Lim et al.[26] have emphasized the critical need for fully appreciating technical and experimental design complexities inherent to biomarker validation in human tissues. In our study, reasons that might explain the disparate conclusions regarding the predictive value for HGF melanoma stromal biomarker expression[2] include differences in 1) biospecimen preservation and archiving, 2) detection systems employed, 3) treatment protocols, and finally 4) the nature of the target antigen itself. Firstly, the Melanoma BioSpecimen Bank of the Melanoma Institute Australia has been a source for collaborative research worldwide, supplying a wide range of clinically-annotated biomaterials. Specimen procurement, preparation protocols, and archiving methods are rigidly controlled, and the bioarchive successfully has supported a number of recent melanoma findings, including those involving sensitive detection of the SOX2 transcription factor and the epigenetic mark 5-hydroxymethylcytosine (5-hmC).[15, 27] Second, the detection system that we employed was developed to eliminate false positivity while retaining the ability to sensitively detect HGF-expressing stromal and tumor cells, an approach fundamental to clinical biomarker validation and application The use of multiple complementary positive control tissues and cells is regarded as critical to the validation process of tissue biomarkers such as HGF, and this component of our study may indeed account for results that differed from previous reports. Third, our patient cohort was treated mainly with the BRAF inhibitor, dabrafenib, rather than vemurafenib that was employed in previous studies[2] However, both have similar potency for BRAFV600E inhibition, and treatment outcomes are similar.[8, 10, 2830] Moreover, the previous study found no differences in correlation of the impact of HGF stromal expression in relationship to the use of different MAPK inhibitors.[2] Finally, HGF is a secreted protein synthesized by tumor and stromal cells, as well as other cell types, including hematopoietic cell lines and bone marrow stroma.[31, 32] Because protein secretion is a dynamic process, detection of intracellular stores from a single cellular microenvironment may not always be as reliable as quantification of levels in serum[7] that likely reflect aggregate secretion from multiple sources.
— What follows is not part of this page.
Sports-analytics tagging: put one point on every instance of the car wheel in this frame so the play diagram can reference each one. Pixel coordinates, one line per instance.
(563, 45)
Current therapeutic strategies focused on metastatic melanoma are seeking to target immunosuppressive co-stimulatory molecules,[3, 33, 34] melanoma-initiating cells,[35] and oncogenic pathways.[8, 28, 36] Despite early success, cancers appear to be able to thwart therapy through new virulence mechanisms that evolve during treatment; recent examples being increased expression of melanoma stem cells displaying the biomarker ABCB5 during chemotherapy,[37] and upregulation of CD274 (PD-L1) in melanomas during BRAF inhibitor treatment.[38] Our finding in the present study that HGF expression by tumor and stromal cells is significantly enhanced at disease progression is potentially relevant to such therapy-associated virulence acquisition by melanoma cells and requires further inquiry and validation. The literature clearly supports a role for HGF and other tyrosine-kinase ligands in conferring resistance to targeted therapies (such as inhibitors of the MAPK pathway), and the in vitro findings of Straussman et al.[2] represent an important contribution to this dataset.[7, 36, 3947] Although our analysis clarifies the limited of applicability of the HGF biomarker to melanoma stromal cells, it remains of key importance to continue to consider how HGF in the living patient affects the MAPK pathway, and how this may be most reliably measured. In this regard, a recent study by Jubb and coworkers[48] examining the potential value of immunohistochemical detection of the HGF receptor tyrosine kinase, MET, in defining melanoma resistance to BRAF therapy failed to show prognostic significance in terms of response rate, progression-free survival, or overall survival, and thus is consistent with our data indicating limited applicability of markers of the HGF-MET pathway in determining such therapeutic responses.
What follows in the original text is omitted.